De Isabella Willinger
Allemagne, Russie - 2013 - vost - 74' - Couleurs
Synopsis

Moscou abrite de fascinants trésors architecturaux, qui paraissent encore aujourd'hui étonnamment modernes, malgré leur état de délabrement. Ce sont les vestiges de projets expérimentaux échafaudés dans les années 1920 par les artistes visionnaires du mouvement constructiviste. Pour ces utopistes, les immeubles d’habitation, usines ou bâtiments publics devaient incarner la révolution et la modernité, tout en participant à un projet de société centré sur un mode de vie collectif. Nous suivons trois habitants de la capitale russe, qui luttent pour préserver cet héritage menacé par des projets immobiliers : la maison commune Narkomfin, dessinée par Ginzburg et Milinis, l’imprimerie Ogoniok, dernier bâtiment encore debout de Lazar Lissitzky, ainsi qu’une résidence étudiante conçue par Ivan Nikolaev. Ce documentaire instaure un dialogue passionnant entre passé et avenir et évoque les espoirs futuristes du début de l’ère soviétique, peu à peu confrontés à une réalité sociale complexe – jusqu’au rejet par Staline du mouvement constructiviste.

Critique

Futurs passés, futurs présents

 Soit trois lieux et trois guides à travers l’histoire d’un temps tourné vers l’avenir. Le musicien Grudovich vit dans le Narkomfin conçu par Ginzburg et Milinis. L’architecte Kulish est responsable de la rénovation de la résidence étudiante de l’Institut Textile construite par Nikolaev. Depuis trois générations, la famille d’Elena Olshanskaya occupe un appartement du Zhurgaz, édifice imaginé par Lissitzky, Barsh et Zunblat. Ces trois figures incarnent la vie actuelle de ces «futurs-passés» (nous empruntons l’expression à l’historien Reinhart Koselleck) et autant de façons d’éviter leur disparition. Olshanskaya, présidente de l’association des habitants du Zhurgaz, veille à la «conservation» du «gratte-ciel horizontal» de Lissitzky. Kulish, partisan de la «rénovation», travaille à l’installation d’un ascenseur. Le jeune Grudovich, le plus intrigant d’entre eux, vit dans un deux-pièces du Narkomfin, siège d’un mouvement artistique alliant musique, performance et discours politique.

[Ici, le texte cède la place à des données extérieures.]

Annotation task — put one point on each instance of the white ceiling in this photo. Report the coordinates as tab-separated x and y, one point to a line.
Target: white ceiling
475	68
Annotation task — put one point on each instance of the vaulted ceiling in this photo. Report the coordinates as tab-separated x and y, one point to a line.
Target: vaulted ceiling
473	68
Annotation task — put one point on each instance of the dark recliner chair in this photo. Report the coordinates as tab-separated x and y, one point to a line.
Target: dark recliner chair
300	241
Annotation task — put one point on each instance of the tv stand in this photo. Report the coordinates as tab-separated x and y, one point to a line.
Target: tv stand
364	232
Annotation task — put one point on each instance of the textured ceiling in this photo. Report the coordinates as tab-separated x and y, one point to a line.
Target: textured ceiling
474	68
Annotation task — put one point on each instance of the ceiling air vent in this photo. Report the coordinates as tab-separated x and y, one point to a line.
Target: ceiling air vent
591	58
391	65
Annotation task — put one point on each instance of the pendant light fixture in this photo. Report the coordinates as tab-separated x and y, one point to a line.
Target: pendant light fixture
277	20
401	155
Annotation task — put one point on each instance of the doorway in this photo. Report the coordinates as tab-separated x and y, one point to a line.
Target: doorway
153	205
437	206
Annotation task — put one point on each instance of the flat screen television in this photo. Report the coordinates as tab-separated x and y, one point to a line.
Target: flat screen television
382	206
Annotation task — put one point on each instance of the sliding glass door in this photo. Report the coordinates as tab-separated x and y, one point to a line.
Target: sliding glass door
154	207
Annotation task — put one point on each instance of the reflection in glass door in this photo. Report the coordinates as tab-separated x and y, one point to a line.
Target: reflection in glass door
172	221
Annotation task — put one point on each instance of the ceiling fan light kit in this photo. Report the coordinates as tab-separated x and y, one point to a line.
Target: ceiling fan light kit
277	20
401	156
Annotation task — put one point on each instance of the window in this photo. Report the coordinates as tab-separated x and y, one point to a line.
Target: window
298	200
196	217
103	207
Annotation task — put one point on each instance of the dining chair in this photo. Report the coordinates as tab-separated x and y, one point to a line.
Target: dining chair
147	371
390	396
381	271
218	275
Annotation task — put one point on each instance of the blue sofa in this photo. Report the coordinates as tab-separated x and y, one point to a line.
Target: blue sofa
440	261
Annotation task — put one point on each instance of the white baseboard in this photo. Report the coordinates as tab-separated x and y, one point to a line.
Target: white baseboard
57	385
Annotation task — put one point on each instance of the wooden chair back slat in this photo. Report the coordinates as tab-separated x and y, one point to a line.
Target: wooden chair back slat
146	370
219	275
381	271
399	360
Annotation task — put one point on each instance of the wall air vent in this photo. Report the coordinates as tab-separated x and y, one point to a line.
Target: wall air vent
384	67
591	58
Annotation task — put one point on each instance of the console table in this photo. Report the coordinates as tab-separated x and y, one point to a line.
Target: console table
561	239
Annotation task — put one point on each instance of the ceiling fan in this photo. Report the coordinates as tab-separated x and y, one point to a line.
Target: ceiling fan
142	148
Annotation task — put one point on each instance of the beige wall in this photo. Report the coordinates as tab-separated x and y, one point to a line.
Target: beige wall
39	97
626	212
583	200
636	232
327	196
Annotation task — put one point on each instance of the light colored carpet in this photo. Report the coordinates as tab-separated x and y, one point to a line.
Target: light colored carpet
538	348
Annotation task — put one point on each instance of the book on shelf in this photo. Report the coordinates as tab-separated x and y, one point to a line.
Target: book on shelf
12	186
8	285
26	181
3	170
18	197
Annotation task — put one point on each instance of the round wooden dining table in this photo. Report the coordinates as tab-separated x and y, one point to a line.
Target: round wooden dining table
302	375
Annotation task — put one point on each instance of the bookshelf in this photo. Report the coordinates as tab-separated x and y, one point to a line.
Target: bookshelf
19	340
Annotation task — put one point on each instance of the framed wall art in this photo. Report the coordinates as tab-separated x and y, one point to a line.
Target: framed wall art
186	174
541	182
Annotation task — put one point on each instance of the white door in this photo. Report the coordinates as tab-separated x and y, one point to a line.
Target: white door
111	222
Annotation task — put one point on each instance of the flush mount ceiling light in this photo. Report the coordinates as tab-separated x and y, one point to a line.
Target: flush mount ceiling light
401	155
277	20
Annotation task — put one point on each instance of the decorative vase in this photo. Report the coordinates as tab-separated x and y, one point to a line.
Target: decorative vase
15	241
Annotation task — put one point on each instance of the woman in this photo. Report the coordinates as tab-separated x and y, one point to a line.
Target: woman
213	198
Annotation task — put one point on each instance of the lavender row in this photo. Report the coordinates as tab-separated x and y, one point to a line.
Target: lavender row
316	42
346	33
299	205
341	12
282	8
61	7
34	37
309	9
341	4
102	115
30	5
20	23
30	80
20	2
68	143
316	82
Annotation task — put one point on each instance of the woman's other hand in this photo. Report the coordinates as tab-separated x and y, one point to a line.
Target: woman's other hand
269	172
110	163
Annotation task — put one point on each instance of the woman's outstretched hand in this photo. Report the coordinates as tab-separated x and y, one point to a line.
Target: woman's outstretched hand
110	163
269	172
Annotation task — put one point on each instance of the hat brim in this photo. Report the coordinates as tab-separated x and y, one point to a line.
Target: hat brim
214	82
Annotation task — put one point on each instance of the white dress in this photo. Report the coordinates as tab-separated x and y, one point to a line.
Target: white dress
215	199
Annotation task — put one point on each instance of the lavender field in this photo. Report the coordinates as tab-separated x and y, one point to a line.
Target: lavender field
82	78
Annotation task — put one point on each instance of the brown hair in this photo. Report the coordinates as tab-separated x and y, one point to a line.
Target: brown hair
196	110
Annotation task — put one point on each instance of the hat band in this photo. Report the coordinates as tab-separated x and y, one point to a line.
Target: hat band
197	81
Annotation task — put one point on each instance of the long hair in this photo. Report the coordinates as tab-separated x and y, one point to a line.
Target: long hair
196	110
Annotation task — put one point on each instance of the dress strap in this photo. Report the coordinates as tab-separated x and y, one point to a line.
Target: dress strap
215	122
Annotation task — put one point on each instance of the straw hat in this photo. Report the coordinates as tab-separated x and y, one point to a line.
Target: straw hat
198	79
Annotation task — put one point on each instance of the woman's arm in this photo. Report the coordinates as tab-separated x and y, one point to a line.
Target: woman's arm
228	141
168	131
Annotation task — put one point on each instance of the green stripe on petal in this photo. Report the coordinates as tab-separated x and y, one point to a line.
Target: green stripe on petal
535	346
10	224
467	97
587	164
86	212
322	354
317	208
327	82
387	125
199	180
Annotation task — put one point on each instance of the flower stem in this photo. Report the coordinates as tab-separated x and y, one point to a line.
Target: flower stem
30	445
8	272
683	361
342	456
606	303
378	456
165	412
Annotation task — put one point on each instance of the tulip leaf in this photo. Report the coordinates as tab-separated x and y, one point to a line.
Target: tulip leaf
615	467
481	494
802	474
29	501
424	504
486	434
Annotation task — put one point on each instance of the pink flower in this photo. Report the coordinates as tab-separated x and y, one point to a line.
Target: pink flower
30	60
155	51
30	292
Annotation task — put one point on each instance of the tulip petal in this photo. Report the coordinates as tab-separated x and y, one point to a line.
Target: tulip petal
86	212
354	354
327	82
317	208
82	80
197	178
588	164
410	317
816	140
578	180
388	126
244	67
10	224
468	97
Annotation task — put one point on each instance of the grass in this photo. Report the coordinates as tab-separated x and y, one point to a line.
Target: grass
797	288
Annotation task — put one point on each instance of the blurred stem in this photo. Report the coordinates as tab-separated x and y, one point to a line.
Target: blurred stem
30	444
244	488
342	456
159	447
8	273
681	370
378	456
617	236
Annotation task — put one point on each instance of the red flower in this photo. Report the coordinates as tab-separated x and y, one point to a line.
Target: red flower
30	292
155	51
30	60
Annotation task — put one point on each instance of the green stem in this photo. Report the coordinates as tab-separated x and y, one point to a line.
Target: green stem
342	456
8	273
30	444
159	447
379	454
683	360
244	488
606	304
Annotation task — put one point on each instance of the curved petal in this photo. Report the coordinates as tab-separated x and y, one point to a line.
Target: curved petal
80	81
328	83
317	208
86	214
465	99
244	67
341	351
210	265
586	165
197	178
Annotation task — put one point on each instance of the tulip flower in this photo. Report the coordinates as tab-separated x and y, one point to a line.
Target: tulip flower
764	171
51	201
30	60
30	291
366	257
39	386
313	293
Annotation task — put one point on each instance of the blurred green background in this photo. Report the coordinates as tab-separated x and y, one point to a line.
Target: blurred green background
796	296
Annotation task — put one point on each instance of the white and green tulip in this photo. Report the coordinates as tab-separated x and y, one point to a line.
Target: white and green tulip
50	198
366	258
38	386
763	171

De par son allure et ses propos, il pourrait figurer la «nostalgie» des utopies constructivistes. Mais le film le présente plutôt comme celui qui a pris le relais des futuristes. «Nous vivons dans le futur», dit ce défenseur de l’utopie au présent. Grâce à lui, à son manifeste contre le monde devenu carré et à ses performances musicales dans la baignoire ou sous la neige, le docu- mentaire d’Isa Willinger renoue avec l’imaginaire propre à l’essai au cinéma.